Politics have long gone hand-in-hand with corruption, operating under the cover of grand promises, altruistic campaigns, and bureaucratic mazes. And as cannabis has inevitably entered the world of politics on its march to legalization, it has collided with the giant roadblock that is corruption, as well.
In this case, corruption’s roots are perhaps a little more easily traced–hyper-localized power over licenses, limited on an arbitrary basis that provides the perfect guise for bribes in various forms, such as community impact fees and donations.
Nearly all states where cannabis is legal either bestow licensing power to local officials or impose statewide limits that don’t reflect the high market demand. Thus, the power to grant licenses–the very key to a multi-billion-dollar industry–is distributed between handfuls of politicians in each state. And naturally, these keys don’t come cheap.
“We’ve seen in some states the price go as high as $500,000 for a license to sell [cannabis]. So, we see people willing to pay large amounts of money to get in to the industry,” special agent Regino Chavez says during an FBI podcast.
The charges against Jasiel Correia, former mayor of Fall River, Massachusetts, on 24 counts revolving around extortion of private citizens with cannabis dispensaries aspirations, allegedly amounting to $600,000–highlighting another example of cannabis corruption.
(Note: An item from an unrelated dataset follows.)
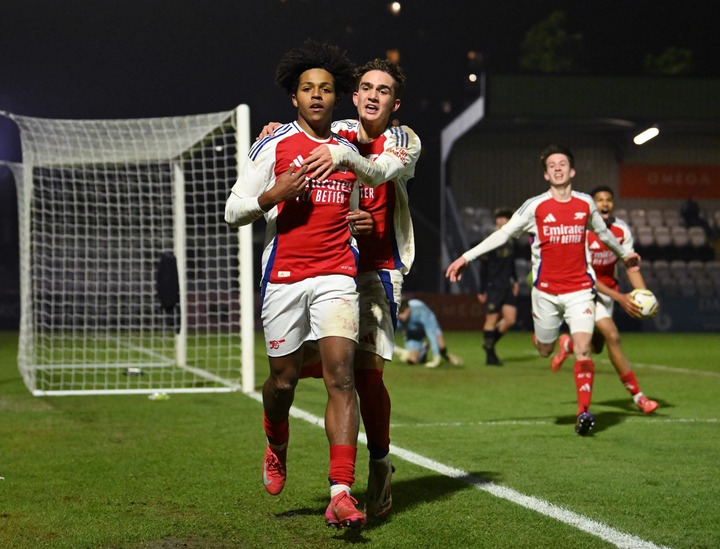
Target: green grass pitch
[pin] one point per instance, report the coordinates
(128, 472)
Correia’s chief-of-staff, Genoveva Andrade, has already pled guilty to bribery and extortion charges.
The FBI is looking into “pay-to-play bribery schemes” across several states, including Missouri, Florida, and New York, something that San Bernardino mayor John Valdivia dismisses as “baseless accusations” by salty wannabe cannabis businessmen.
Moreover, former Maryland state delegate Cheryl Glenn was sentenced to two years for taking bribes to support cannabis companies, among other favors.
“Competition belongs in the market, not in the license application process,” Morgan Fox, media relations director for the National Cannabis Industry Association, says.
These, along with many other similar examples, all lead back to the arbitrary license caps, imposed not for health and safety, but for all the wrong reasons. Instead of leveling the playing field, these laws breed fierce financial competition to enter it.
Not to mention that this type of corruption enables only those with the right connections and capital to join an industry where people of color and others most impacted by the War on Drugs cannot even get a seat at the table to start.